Uvalde
On the edge of tears
All the years I lived in fear bubble to the surface.
I’m soaking wet, covered in sweat.
It’s 2 AM
All I see are bullets
My pain feels laughable compared to these kids.
BUT my inner kid…
My inner kid just told me a truth –
She kept waiting for the adults to come and save her too.
***
I wrote this poem following the mass shooting at Robb Elementary in Uvalde, Texas.
I kept this poem to myself these last few weeks for obvious reasons – I felt who was I to comment on this tragedy? Who was I to say that I understood an aspect of pain, betrayal that these kids felt?
But I’ve been feeling a finger tapping me on the shoulder every time I think about this poem, this shooting, these innocent children.
I think about how so many of our problems in society stem from lack of love, lack of self worth, lack of kindness to self, and how it seems so obvious that the failure stemmed not from a lack of preparedness, but from crippling levels of fear.
The adults, armed with military-style weapons, body armor, and at least dozens of hours of training, they were afraid to interact with someone who carried a weapon similar to theirs. Even when they knew innocent, unarmed children were in danger.
To me this signals, we not only have gun issues we need to figure out. We have a fear problem in society.
Adults in this country are absolutely terrified to take a stand. Especially if that stand involves change.
I don’t know what it is about aging, but it seems like even the wildest hearts – like myself – find comfort in the way things have always been as we grow older. But the problem with the status quo, of trusting people in power to always do the right thing? It’s not working.
As I was thinking about the number of times I felt adults failed me, I started to think about times I gave my power away instead of viewing myself as someone who can rise up and get shit done.
I want to share one of those memories with you:
When I was in fourth grade, the bus I took to get home after school didn’t show up; I didn’t exactly ride the nicest bus route. And so after some scrambling and conversations with teachers and bus drivers, myself and the kids on my bus route we were all informed that our bus route was being divided into two groups.
If you lived North of a particular intersection, you were to get on one bus. If you lived South you were to get on a different bus.
I always struggled when it came to directions, so I cannot tell you how much of a relief I felt wash over my entire being when the teachers said that the older kids – the fourth and fifth graders- were going to help the littles figure out which bus they needed to get on.
Almost as immediately as I felt this relief, I felt panic as I remembered I was one of the older kids.

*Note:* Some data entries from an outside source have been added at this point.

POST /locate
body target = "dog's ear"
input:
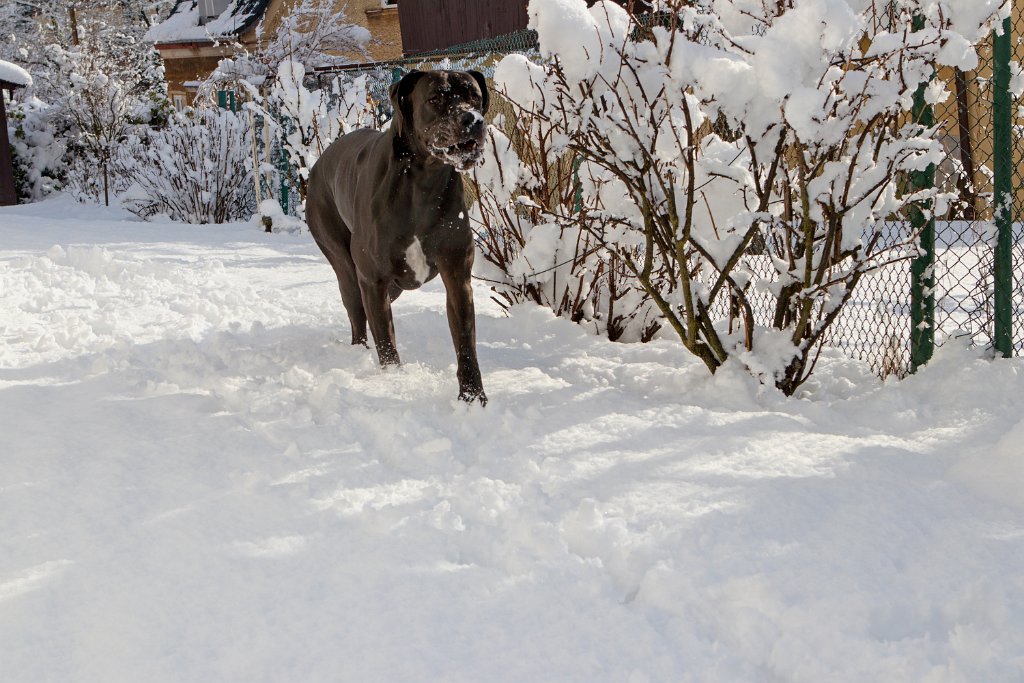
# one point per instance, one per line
(400, 103)
(484, 93)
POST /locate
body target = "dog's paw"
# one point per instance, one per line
(473, 396)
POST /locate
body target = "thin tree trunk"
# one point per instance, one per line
(73, 15)
(966, 181)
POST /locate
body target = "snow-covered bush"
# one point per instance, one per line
(199, 169)
(522, 182)
(309, 120)
(38, 146)
(729, 127)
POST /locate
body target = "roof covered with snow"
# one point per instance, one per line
(13, 74)
(184, 24)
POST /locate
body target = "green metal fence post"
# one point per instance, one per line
(1004, 186)
(923, 267)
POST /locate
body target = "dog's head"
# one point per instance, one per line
(440, 114)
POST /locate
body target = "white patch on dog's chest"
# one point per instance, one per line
(417, 261)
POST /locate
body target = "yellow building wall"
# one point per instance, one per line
(188, 63)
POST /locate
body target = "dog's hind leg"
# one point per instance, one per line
(377, 303)
(352, 299)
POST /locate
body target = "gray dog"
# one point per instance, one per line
(387, 210)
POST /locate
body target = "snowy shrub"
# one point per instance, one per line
(38, 147)
(199, 169)
(309, 120)
(737, 151)
(528, 256)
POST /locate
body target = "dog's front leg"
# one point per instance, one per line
(462, 322)
(378, 306)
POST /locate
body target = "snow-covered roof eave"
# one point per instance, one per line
(10, 73)
(183, 24)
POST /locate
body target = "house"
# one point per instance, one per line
(11, 76)
(198, 34)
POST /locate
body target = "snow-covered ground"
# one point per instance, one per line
(201, 480)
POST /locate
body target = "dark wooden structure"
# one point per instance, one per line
(7, 195)
(436, 25)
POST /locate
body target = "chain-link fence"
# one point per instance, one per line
(969, 281)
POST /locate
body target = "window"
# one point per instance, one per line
(212, 8)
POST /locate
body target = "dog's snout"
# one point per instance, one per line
(471, 120)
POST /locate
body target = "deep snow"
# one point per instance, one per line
(199, 481)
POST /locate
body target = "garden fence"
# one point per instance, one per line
(969, 281)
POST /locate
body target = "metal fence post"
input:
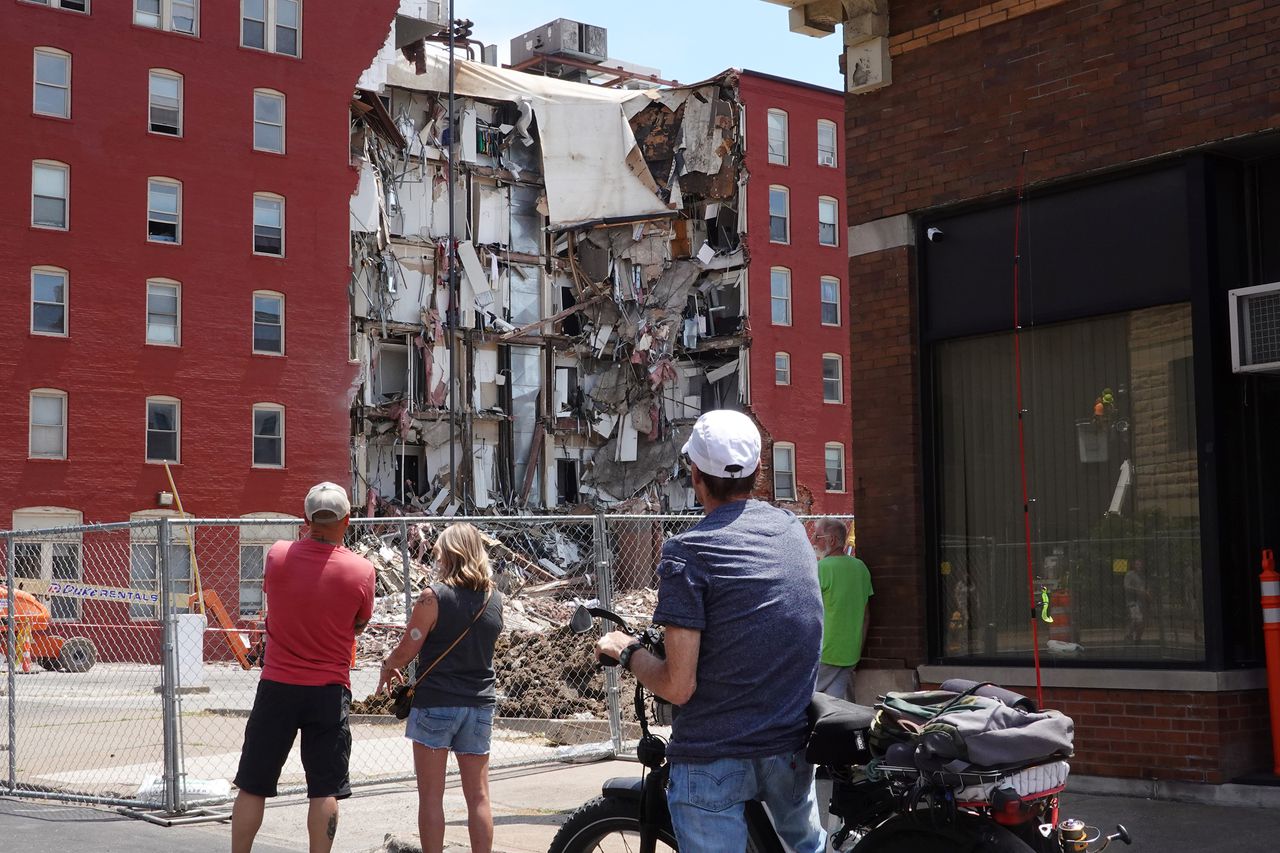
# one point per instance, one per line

I was in fourth grade, and the amount of anxiety and pressure I felt in that moment to not screw up anyone’s day by putting them on the wrong bus was overwhelming. So much so that it has stuck with me to this day and I am 32.
I’m sharing this with you though because I think we often put our feelings of safety and power in the hands of other people, especially those we consider to be authority figures, those who are older than us, our bosses, our teachers.
I know I did that day with the school bus.
And even somewhat with Trump’s presidency.
I kept waiting for the fail-safes to kick in. For the adults in the room to stand up and take the screaming toddler out of the room so that the temper tantrum would stop, not spread like wildfire.
But here we are.
It’s the end of June and I’m still on the edge of tears
All the years I lived in fear continue to bubble to the surface.
I’m soaking wet, covered in sweat at 2 AM
All I see are bullets
My pain feels laughable compared to these kids.
BUT my inner kid…
My inner kid just told me a truth –
She kept waiting for the adults to come and save her too.